Maka alasan-alasan tersebut seharusnya dapat dipertimbangkan sebagai alasan menghapuskan pidana sebelum putusan pidana dijatuhkan.

Saat ini Baiq Nuril sudah terlanjur divonis bersalah dan tidak ada upaya hukum lain yang tersedia, maka dalam hal ini tindakan Presiden Jokowi agar Baiq Nuril diberikan Amnesti sudah tepat.

Tetapi sayangnya, penerapan amnesti pada kasus-kasus pidana bergantung kepada diskresi presiden yang wajib memperoleh persetujuan dari Dewan Perwakilan Rakyat (DPR), sehingga tidak akan memberikan jalan keluar bagi kasus-kasus lain seperti kasus yang menimpa Baiq Nuril.

Kasus Baiq Nuril seharusnya tidak terjadi jika pemeriksaan perkara pidana tidak didasarkan hanya atas dasar analisa kecukupan pemenuhan unsur-unsur pidana semata. Apabila praktek ini benar menjadi paradigma pemeriksaan perkara pidana saat ini di Indonesia, maka proses persidangan cukup dilakukan menggunakan robot atau kecerdasan buatan (Artificial Intelligence) dan profesi hakim menjadi tidak relevan.

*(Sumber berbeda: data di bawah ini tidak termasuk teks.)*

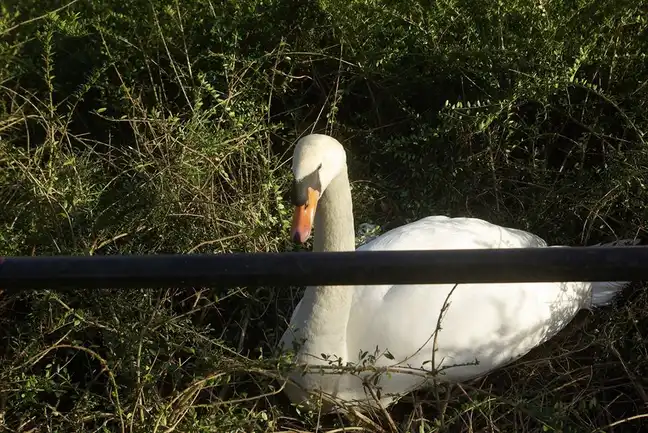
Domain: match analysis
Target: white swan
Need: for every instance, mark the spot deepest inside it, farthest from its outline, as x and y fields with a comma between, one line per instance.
x=492, y=324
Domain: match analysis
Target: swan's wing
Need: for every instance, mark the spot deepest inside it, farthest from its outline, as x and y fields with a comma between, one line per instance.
x=443, y=233
x=491, y=322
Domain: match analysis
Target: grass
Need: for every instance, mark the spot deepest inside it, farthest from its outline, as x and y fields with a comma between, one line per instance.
x=151, y=126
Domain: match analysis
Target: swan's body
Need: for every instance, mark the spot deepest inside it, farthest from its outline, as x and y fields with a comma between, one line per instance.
x=492, y=324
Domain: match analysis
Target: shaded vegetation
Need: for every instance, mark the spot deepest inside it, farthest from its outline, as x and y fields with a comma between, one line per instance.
x=150, y=126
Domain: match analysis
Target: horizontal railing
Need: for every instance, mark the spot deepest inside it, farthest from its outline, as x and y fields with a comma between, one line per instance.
x=340, y=268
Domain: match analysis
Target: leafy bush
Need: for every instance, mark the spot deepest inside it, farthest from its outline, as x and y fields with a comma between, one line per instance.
x=151, y=126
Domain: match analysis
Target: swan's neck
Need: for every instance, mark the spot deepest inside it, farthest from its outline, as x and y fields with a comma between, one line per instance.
x=334, y=217
x=325, y=310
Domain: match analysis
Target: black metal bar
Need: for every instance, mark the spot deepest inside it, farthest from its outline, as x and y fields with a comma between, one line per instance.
x=344, y=268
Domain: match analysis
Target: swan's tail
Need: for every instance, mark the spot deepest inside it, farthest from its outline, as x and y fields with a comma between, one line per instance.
x=604, y=292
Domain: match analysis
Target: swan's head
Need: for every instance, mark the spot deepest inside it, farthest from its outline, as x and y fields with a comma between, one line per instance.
x=317, y=160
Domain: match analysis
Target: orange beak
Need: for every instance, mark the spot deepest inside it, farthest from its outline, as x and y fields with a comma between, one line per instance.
x=303, y=218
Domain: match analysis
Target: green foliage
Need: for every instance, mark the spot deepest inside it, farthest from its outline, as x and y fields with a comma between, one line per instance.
x=150, y=126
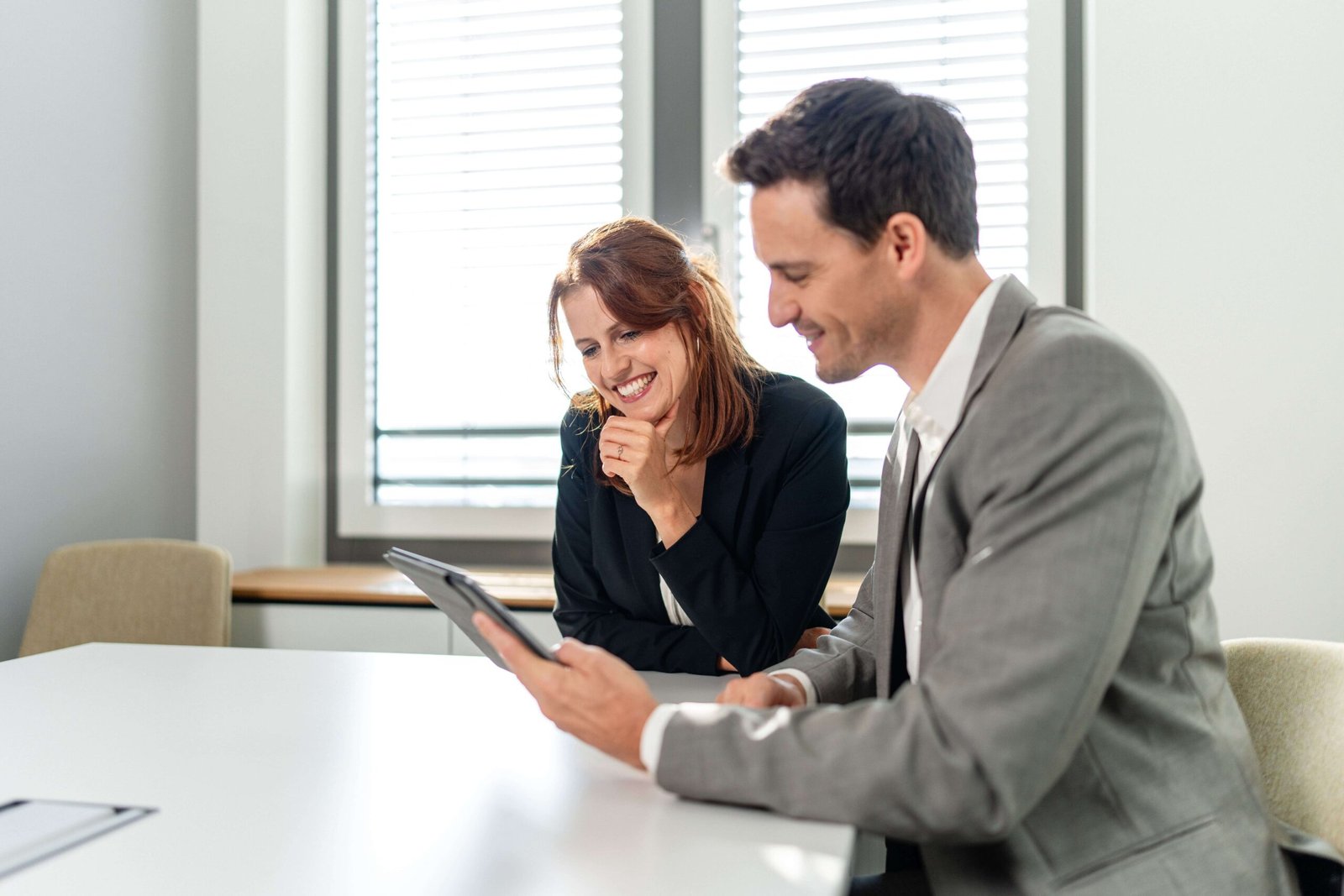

Kadangkala profesi yang berhubungan dengan sistem dapat menimbulkan ketidakpekaan “desensitizee sehingga proses peradilan yang seharusnya mengedepankan pemeriksaan bukti-bukti dan fakta-fakta hukum secara keseluruhan dan adil menjadi layaknya proses otomatisasi. Terdakwa akan merasakan ketidakadilan menjalani proses formalitas belaka untuk menjadi Terpidana.

Saya selaku praktisi hukum benar-benar berharap ketidakadilan yang menimpa Baiq Nuril kedepannya tidak akan terulang lagi dan Majelis Hakim di Indonesia benar-benar dapat memeriksa kebenaran materiil suatu kasus pidana secara lengkap termasuk jika ada alasan-alasan penghapus pidana, karena sebenarnya tugas hakim tidak hanya sebatas memeriksa dan mengadili tetapi juga berpredikat selaku pemberi keadilan.

Penulis : Rahmat Santoso SH, Ketua Umum Ikatan Penasehat Hukum Indonesia (IPHI).